Temporary Love3

第六章


「そろそろ誕生日だな」
 三月に入って春らしくなってきた頃、休日の昼間ベッドの中で氷室はなゆみを腕に包み込み、ところ構わず軽いキスを交えながら話していた。
「あーあどんどん年取って行っちゃう。二十歳過ぎたらほんと早い」
 なゆみはキス攻めにあってくすぐったいとばかりに体をすくめていた。
「おい、その台詞は俺が一番堪えるじゃないか」
「コトヤは年取ってもいいんです。男は年取ってもかっこいいままでいられるじゃないですか。渋さがでてくるとかいって。でも女はそういう訳にはいきませ んからね。私は老けたくないんです」
「大丈夫さ、お前はいつだってかわいいままさ。肌だって、こんなにきめ細やかで白くて綺麗だ。すぐには老けないよ」
 氷室はなゆみの肩や腕を擦る。
「今はまだそうでも、この先わかりませんよ」
「この先どうであれ、その時はその時でいいじゃないか。俺はどんなお前でも愛するから」
 なゆみは氷室の胸の中に顔をうずめた。身も心もとろけるとはこういうことだと、氷室の素肌の温かさに酔いしれる。

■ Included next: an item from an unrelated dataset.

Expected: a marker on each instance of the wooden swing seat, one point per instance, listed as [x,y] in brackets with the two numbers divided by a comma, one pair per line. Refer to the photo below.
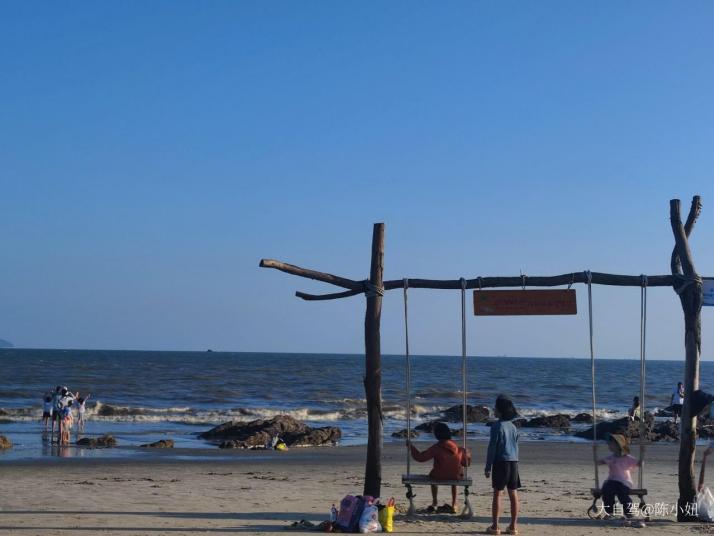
[426,480]
[637,492]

「コトヤの腕、筋肉がこんなについてる。胸板だって厚いし、こんなに固い」
 なゆみの言葉に反応して氷室は優しく包み込んで頭を撫ぜて愛おしんだ。
「お前は本当に温かくて柔らかいな。それにとても綺麗な体だよ。胸だって結構あってよかった」
「やだ! コトヤのスケベ」
「今更言われても遅いよ。もう見ちゃったし」
「だから見ても口ではそういう事言わないで」
 面と向かって言われることほど恥ずかしいものはない。その気持ちを耐えようとしてなゆみの体に力が入る。
「おいおい、お前はまだまだだな」
「何がまだまだよ。これでも頑張ってるわよ!」
 顔から火が出る思いでなゆみは口をついて出た。
 そんなことはわかってると氷室は言いたげに言葉で言い表せない気持ちがほとばしる。
 氷室はなゆみを一層くるみ込んでいく。
 またそれがなゆみにはとても心地いい。
「ああ、そうだな。いつも痛い思いさせてすまないな」
「ううん、もうすぐ慣れると思う。だからコトヤが望むのならいつだって」
「おいっ。またぐっと来たじゃないか」
 好きだから二人で抱き合うことが当たり前になる。
 ぽかぽか日差しの午後、外は春うららの陽気が漂ういい天気だが、二人はまだベッドの中から抜け出せそうになかった。
 
 春の色はどんどん濃くなり、桜もこれから咲こうとしている。
 時は経っていく中、両家の顔合わせが済んだら、すぐに具体的に結婚式はどこであげるかという話も決まるかと思っていた二人だったが、思わぬところで意見 が合わなくなってしまった。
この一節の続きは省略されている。